Download or read book Bach Perspectives Volume 13 written by Laura Buch and published by University of Illinois Press. This book was released on 2020-12-14 with total page 215 pages. Available in PDF, EPUB and Kindle. Book excerpt: Scholars and performers have long noted J.S. Bach's abundant use of parody procedures: that is, the recycling and reworking of pre-existing material from his own compositions or from other sources. Laura Buch edits essays exploring how the composer parodied the work of others and how other composers did the same with him. The contributors delve into the works of Baroque-era composers from Bach himself to C. P. E. Bach, Johann Caspar Ferdinand Fischer, and Ferruccio Busoni. But they also cast a wider net, investigating the ways Bach's music cross-pollinates with contemporary composer-performers John Lewis and the Modern Jazz Quartet, and keyboardist Bernie Worrell and Parliament-Funkadelic. The diverse contexts illuminate a broad range of parody techniques, from structural scaffolding and contrapuntal elaboration to integration with stylistic languages far removed from the Baroque. An insightful look at how composers build on each other's work, Bach Reworked reveals how nuanced understandings of parody procedures can fuel both musical innovation and historically informed performance. Contributors: Stephen A. Crist, Ellen Exner, Moira Leanne Hill, Erinn E. Knyt, and Markus Zepf
Download or read book The Music of Wilhelm Friedemann Bach written by David Schulenberg and published by University Rochester Press. This book was released on 2010 with total page 356 pages. Available in PDF, EPUB and Kindle. Book excerpt: The first book in nearly a century dedicated to a close examination of the musical works of Wilhelm Friedemann Bach, first son of Johann Sebastian Bach.

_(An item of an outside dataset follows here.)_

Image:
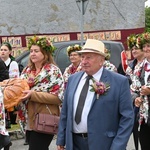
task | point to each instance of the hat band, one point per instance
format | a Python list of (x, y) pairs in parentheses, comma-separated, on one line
[(92, 50)]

Download or read book The Creative Development of Johann Sebastian Bach Volume 1 1695 1717 written by Richard D. P. Jones and published by Oxford University Press. This book was released on 2007 with total page 350 pages. Available in PDF, EPUB and Kindle. Book excerpt: This first of a two-volume study deals with the earlier part of Bach's career, and examines the output of his youth and its many external influences, before moving on to study the first great masterpieces in which Bach's own personal voice begins to emerge.